CIA Chief Challenges Senate Torture Report

WASHINGTON (AP) —
Central Intelligence Director (CIA) Director John Brennan gestures during a news conference at CIA Headquarters in Langley, Va., Thursday. (AP Photo/Pablo Martinez Monsivais)
Central Intelligence Director (CIA) Director John Brennan gestures during a news conference at CIA Headquarters in Langley, Va., Thursday. (AP Photo/Pablo Martinez Monsivais)

CIA Director John Brennan threaded a rhetorical needle in an unprecedented news conference at CIA headquarters Thursday, acknowledging that agency officers did “abhorrent” things to detainees but defending the overall post-9/11 interrogation program for stopping attacks and saving lives.

At the heart of Brennan’s case is a finely tuned argument: that while today’s CIA takes no position on whether the brutal interrogation tactics themselves led detainees to cooperate, there is no doubt that detainees subjected to the treatment offered “useful and valuable” information afterward.

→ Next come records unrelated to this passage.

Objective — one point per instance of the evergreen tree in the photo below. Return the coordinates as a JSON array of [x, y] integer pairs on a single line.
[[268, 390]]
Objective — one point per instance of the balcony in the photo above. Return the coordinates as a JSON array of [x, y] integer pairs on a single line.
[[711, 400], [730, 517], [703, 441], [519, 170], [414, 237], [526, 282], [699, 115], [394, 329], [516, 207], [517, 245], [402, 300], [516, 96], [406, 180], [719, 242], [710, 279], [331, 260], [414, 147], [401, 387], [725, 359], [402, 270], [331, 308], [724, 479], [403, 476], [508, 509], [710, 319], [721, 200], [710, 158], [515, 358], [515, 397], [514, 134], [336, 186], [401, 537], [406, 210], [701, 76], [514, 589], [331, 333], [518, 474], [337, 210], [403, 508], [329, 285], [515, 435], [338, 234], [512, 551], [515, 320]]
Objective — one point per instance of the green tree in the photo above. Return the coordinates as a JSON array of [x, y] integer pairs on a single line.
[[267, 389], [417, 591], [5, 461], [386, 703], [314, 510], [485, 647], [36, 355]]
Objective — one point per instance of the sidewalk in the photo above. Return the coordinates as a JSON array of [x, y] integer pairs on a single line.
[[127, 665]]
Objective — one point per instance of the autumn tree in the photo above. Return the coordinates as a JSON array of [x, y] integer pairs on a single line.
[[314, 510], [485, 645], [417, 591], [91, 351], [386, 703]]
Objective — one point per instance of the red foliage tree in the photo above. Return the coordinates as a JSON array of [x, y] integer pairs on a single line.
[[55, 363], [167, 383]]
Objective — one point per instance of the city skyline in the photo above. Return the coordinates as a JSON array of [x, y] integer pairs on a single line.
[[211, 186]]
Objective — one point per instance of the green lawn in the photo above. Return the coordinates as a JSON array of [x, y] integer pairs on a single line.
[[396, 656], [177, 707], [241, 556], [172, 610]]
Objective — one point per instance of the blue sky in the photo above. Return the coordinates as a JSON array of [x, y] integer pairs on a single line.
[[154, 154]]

He declined to define the techniques as torture, refraining from even using the word in his 40 minutes of remarks and answers. Obama banned torture when he took office.

He also appeared to distinguish between methods that were approved by the Department of Justice at the time, and those that were not. He did not discuss techniques by name.

But Brennan defended the overall detention of 119 detainees as having produced valuable intelligence that, among other things, helped the CIA find and kill Osama bin Laden.

Brennan stressed that the CIA after the attacks of Sept. 11, 2001, was in “uncharted territory,” having been handed vast new authorities by a president determined to thwart the next al-Qaida attack.